At some colleges, it's much harder for women to get in than men. Here's what applicants need to keep in mind
The University of Richmond, like many small liberal arts colleges, has its roots in single-sex education. The campus, which sits on a picturesque 350 acres of woodland a few miles outside the Virginia state capital, was once two schools: Westhampton and Richmond colleges, on opposite sides of a small lake. The campuses merged around the turn of the 20th century, creating the coed institution that exists today. The delicate balance between men and women at Richmond has always been a tricky thing to manage.
These days, the student body is 49 percent male and 51 percent female, a ratio that the college insists is determined by the availability of on-campus housing. Maintaining that equilibrium, however, means rejecting many more female applicants than male ones. In the past decade, female applicants have faced an admissions rate that averages 13 percentage points lower than that of their male peers just for the sake of keeping that girl-boy balance. "From a philosophical standpoint, we've really discussed the benefits of keeping it about equal," says Marilyn Hesser, a senior associate director of admissions at Richmond. "The board of trustees has said that the admissions office can go as far as 55-45 [women to men]." Male and female applicants have test scores that are virtually the same, she says. "Was [the male applicant's] high school GPA a little lower? Perhaps."

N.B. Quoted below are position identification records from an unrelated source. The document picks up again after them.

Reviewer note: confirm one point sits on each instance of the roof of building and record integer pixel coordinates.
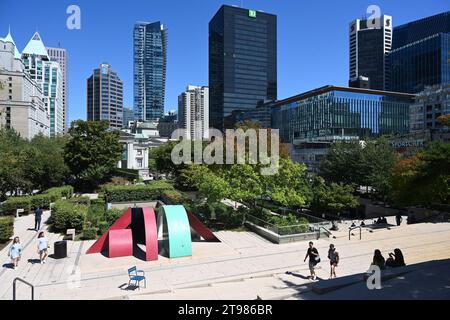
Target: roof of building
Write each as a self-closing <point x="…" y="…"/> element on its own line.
<point x="36" y="46"/>
<point x="9" y="38"/>
<point x="329" y="88"/>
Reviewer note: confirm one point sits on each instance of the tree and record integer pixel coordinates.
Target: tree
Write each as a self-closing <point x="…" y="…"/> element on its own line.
<point x="92" y="152"/>
<point x="334" y="197"/>
<point x="45" y="167"/>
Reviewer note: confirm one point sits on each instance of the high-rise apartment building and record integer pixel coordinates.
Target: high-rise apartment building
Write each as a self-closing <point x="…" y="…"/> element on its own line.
<point x="21" y="99"/>
<point x="105" y="97"/>
<point x="60" y="55"/>
<point x="370" y="42"/>
<point x="48" y="75"/>
<point x="150" y="60"/>
<point x="193" y="112"/>
<point x="420" y="55"/>
<point x="242" y="62"/>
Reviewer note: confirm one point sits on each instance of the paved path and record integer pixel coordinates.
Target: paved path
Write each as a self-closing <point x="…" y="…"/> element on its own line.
<point x="243" y="266"/>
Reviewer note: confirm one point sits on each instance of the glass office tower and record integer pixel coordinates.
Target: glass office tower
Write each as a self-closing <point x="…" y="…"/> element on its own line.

A thumb on the scale. The University of Richmond is not unique in its effort to keep the number of men and women enrolled roughly equal in the face of a dramatically changing pool of applicants. Nor is it the school where the gap in admissions rates is the most pronounced. Using undergraduate admissions rate data from more than 1,400 four-year colleges and universities that participate in its rankings, U.S. News has found that over the past 10 years many schools have maintained their gender balance by admitting men and women at drastically different rates.
The schools that are most selective—think Harvard and Princeton—have so many applicants and so many high achievers that they maintain balanced student bodies naturally by skimming the cream of the crop. But at other colleges, maintaining gender equity on some campuses appears to require a thumb on the scale in favor of boys. It's at these schools, including Pomona, Boston College, Wesleyan University, Tufts, and the College of William and Mary, that the gap in admit rates is particularly acute.
What does this mean for applicants? For girls, making the cut might come down to something as simple as the expected field of study. As an admissions officer from a small midwestern liberal arts college puts it: "God help the female English majors who apply to this school." On the other hand, women hoping to study engineering will find themselves at an advantage at schools like the Massachusetts Institute of Technology, which over the past decade has admitted women at a rate that is 17 percentage points higher than the rate for men.
Boys will be boys. Male applicants, meanwhile, are often at an advantage—so much so that college counselors have begun advising some boys to "emphasize their maleness," says Steve Goodman, a longtime independent college counselor. He encourages male students to submit pictures or trumpet their sports activities—"anything to catch an admissions officer's eye."